In cases where accounts have already been opened in the names of the marketing agencies, retail traders, investment firms, the banks may undertake quick reviews. Wherever large number of cheque books has been issued to such firms, the relative decision may be reviewed in the light of the following:

  • Whether the cheque books have been issued to customers on the basis of their express request and after following the internal processes laid down in the matter.
  • Whether the number of cheque books is consistent with/matching the profile of the customers as also their nature of business operations.

Even where the volume of transactions/profile of the customers apparently justify the number of cheque books issued, special ongoing monitoring of the operations in the accounts of such types of firms should be made especially if large volumes of small cash deposits are being made in those accounts and withdrawals are being made there from, through cheques written for small amounts, either across the counters or through clearing. In respect of such account holders banks may, in specific cases, call for the data from the account holders on the number and aggregate amount of post dated cheques issued. The data/information so collected should be analysed in select cases to rule out the possibility of the firms being engaged in deposit taking activities.
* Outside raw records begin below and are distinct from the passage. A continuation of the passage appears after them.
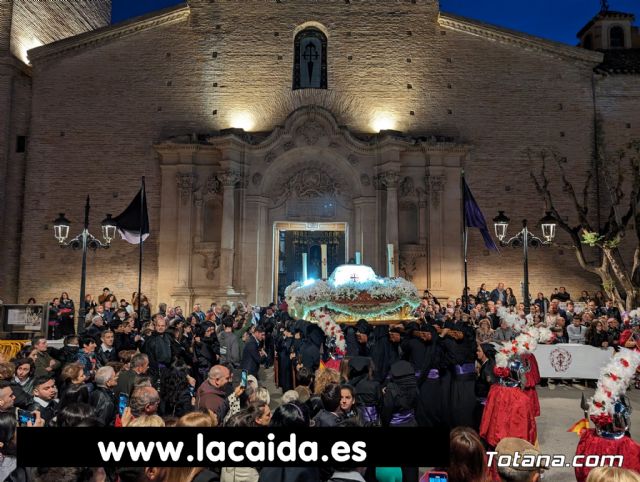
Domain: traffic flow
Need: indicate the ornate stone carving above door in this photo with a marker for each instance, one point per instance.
(409, 256)
(311, 132)
(211, 257)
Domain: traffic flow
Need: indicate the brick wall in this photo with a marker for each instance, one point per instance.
(97, 112)
(38, 23)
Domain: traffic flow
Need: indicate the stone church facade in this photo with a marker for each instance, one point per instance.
(256, 119)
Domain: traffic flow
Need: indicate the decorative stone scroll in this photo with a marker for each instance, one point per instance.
(387, 180)
(435, 185)
(186, 184)
(229, 178)
(211, 258)
(408, 260)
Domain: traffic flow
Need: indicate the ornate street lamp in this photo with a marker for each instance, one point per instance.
(83, 241)
(525, 239)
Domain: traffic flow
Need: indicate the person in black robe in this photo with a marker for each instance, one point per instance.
(364, 343)
(368, 392)
(383, 352)
(420, 347)
(310, 351)
(459, 344)
(486, 354)
(284, 347)
(400, 397)
(399, 401)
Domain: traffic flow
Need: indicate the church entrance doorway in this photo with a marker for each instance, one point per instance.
(292, 239)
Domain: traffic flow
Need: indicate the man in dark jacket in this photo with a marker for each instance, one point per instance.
(329, 415)
(212, 394)
(268, 323)
(44, 394)
(229, 346)
(158, 346)
(252, 355)
(102, 398)
(106, 352)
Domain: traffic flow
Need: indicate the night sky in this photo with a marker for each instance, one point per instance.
(557, 20)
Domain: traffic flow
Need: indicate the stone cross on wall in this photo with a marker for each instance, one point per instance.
(310, 55)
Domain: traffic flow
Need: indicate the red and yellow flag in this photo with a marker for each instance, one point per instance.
(579, 426)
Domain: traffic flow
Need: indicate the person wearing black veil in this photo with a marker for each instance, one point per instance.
(400, 397)
(420, 347)
(310, 351)
(486, 355)
(285, 348)
(399, 401)
(363, 340)
(459, 345)
(383, 352)
(368, 392)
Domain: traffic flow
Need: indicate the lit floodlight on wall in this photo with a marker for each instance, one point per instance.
(352, 273)
(242, 120)
(383, 122)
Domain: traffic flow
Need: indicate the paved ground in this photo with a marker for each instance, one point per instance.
(560, 409)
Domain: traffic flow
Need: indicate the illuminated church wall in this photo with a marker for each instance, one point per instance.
(150, 99)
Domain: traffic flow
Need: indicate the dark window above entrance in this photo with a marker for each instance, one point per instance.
(310, 60)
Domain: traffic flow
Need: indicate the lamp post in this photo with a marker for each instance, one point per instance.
(83, 241)
(525, 239)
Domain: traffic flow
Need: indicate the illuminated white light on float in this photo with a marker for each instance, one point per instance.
(242, 120)
(383, 121)
(352, 273)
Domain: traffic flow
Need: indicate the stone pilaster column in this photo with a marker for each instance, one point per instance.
(435, 184)
(6, 14)
(257, 257)
(229, 179)
(390, 180)
(423, 204)
(186, 182)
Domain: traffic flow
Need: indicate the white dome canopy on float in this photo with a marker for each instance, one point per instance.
(352, 292)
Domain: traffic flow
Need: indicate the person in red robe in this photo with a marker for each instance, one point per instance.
(508, 412)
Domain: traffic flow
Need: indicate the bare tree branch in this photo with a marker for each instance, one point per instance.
(542, 186)
(582, 210)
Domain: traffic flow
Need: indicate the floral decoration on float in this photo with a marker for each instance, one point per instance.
(353, 292)
(609, 408)
(525, 342)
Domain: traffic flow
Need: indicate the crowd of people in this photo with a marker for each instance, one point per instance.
(205, 369)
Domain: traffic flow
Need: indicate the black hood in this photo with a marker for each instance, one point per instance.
(359, 365)
(401, 369)
(363, 327)
(315, 335)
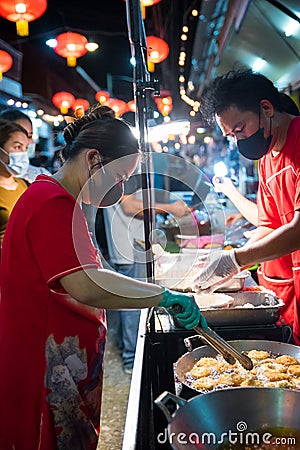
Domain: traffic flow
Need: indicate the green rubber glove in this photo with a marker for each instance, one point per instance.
(183, 307)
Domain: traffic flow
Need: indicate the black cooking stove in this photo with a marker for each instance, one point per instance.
(158, 349)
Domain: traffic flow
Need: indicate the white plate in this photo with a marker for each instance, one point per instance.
(214, 300)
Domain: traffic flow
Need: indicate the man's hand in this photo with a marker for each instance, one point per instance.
(220, 267)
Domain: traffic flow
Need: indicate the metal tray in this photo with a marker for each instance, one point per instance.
(266, 310)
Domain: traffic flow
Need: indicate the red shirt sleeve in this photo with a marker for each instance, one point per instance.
(60, 240)
(267, 210)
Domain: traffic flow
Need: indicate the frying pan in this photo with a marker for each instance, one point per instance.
(207, 421)
(186, 362)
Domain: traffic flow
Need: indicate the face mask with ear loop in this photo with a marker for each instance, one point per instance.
(108, 192)
(18, 163)
(256, 145)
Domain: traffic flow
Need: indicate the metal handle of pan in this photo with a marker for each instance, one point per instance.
(208, 333)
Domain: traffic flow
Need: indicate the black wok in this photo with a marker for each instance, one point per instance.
(209, 420)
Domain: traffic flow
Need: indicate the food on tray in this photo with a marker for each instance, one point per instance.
(214, 300)
(269, 370)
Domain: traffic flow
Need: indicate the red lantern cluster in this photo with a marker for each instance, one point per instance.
(164, 103)
(145, 3)
(119, 106)
(80, 103)
(71, 46)
(102, 97)
(6, 62)
(157, 51)
(22, 12)
(63, 100)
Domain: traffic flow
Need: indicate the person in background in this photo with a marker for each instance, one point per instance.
(14, 115)
(268, 271)
(123, 226)
(50, 390)
(13, 165)
(248, 108)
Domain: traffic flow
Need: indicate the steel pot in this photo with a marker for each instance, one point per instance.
(207, 421)
(187, 361)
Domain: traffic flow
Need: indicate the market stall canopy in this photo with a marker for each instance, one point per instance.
(260, 34)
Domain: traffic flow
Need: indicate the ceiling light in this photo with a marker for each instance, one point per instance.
(92, 46)
(291, 28)
(258, 64)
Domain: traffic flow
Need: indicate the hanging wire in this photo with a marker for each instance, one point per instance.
(142, 88)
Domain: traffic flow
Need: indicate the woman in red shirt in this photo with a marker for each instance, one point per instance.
(54, 291)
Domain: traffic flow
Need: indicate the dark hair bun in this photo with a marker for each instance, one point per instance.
(94, 113)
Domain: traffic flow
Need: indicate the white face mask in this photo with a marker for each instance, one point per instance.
(31, 150)
(18, 163)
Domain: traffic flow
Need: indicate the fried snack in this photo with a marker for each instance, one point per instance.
(205, 383)
(258, 354)
(294, 370)
(206, 361)
(229, 379)
(200, 372)
(269, 371)
(287, 360)
(252, 382)
(272, 375)
(273, 366)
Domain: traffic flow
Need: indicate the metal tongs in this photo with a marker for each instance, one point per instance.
(229, 353)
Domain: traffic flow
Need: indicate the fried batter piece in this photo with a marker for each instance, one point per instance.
(205, 383)
(252, 381)
(273, 366)
(294, 369)
(287, 360)
(200, 372)
(229, 379)
(272, 375)
(207, 361)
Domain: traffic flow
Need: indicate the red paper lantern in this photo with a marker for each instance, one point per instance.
(145, 3)
(164, 102)
(71, 46)
(119, 106)
(63, 100)
(102, 97)
(80, 103)
(6, 62)
(157, 51)
(131, 106)
(22, 12)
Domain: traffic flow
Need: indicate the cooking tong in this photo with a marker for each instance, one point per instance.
(229, 353)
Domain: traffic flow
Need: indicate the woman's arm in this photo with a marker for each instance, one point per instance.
(107, 289)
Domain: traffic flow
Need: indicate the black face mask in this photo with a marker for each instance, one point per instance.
(256, 145)
(108, 193)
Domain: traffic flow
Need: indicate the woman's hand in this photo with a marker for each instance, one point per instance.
(231, 219)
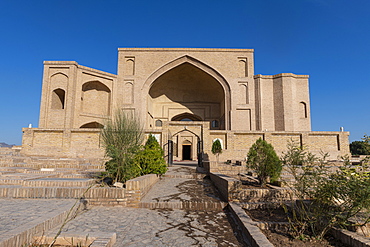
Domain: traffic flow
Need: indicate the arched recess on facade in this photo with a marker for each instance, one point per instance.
(95, 98)
(188, 85)
(92, 125)
(303, 109)
(58, 99)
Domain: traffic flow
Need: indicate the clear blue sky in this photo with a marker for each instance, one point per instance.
(326, 39)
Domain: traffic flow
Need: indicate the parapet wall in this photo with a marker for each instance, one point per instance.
(236, 144)
(86, 143)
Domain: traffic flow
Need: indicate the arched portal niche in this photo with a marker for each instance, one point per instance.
(95, 98)
(187, 91)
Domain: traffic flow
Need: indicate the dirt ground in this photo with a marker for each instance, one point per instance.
(283, 238)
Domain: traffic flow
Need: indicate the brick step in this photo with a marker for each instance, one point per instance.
(184, 205)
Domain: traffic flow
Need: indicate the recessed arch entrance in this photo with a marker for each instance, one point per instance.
(187, 89)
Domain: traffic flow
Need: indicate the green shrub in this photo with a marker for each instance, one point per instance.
(323, 199)
(263, 159)
(149, 160)
(122, 137)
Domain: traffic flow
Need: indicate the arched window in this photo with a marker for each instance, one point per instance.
(57, 99)
(92, 125)
(158, 123)
(186, 117)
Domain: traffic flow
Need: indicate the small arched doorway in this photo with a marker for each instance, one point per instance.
(187, 150)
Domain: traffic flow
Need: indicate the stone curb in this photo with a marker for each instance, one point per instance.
(24, 233)
(248, 227)
(350, 238)
(186, 205)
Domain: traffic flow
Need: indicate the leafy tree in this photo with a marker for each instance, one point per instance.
(263, 159)
(149, 160)
(122, 137)
(216, 148)
(323, 199)
(360, 147)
Certain indicative parameters for selecting accounts for further scrutiny and action are the bunching of dates of the post dated cheques, the uniformity in the amounts of cheques etc. These data should be analysed together with data on cash deposits of small amounts on previous distant dates resembling the deposit contracting/mobilizations dates in terms of similar bunching and uniformity of amounts.

Please acknowledge receipt. Also, unusual operations noticed during the above review may be immediately reported to us and other appropriate authorities, such as, Financial Intelligence Unit (FIU-IND), Department of Revenue, Ministry of Finance, Government of India, Hotel Samrat (6th Floor), Chanakyapuri, New Delhi - 110 021.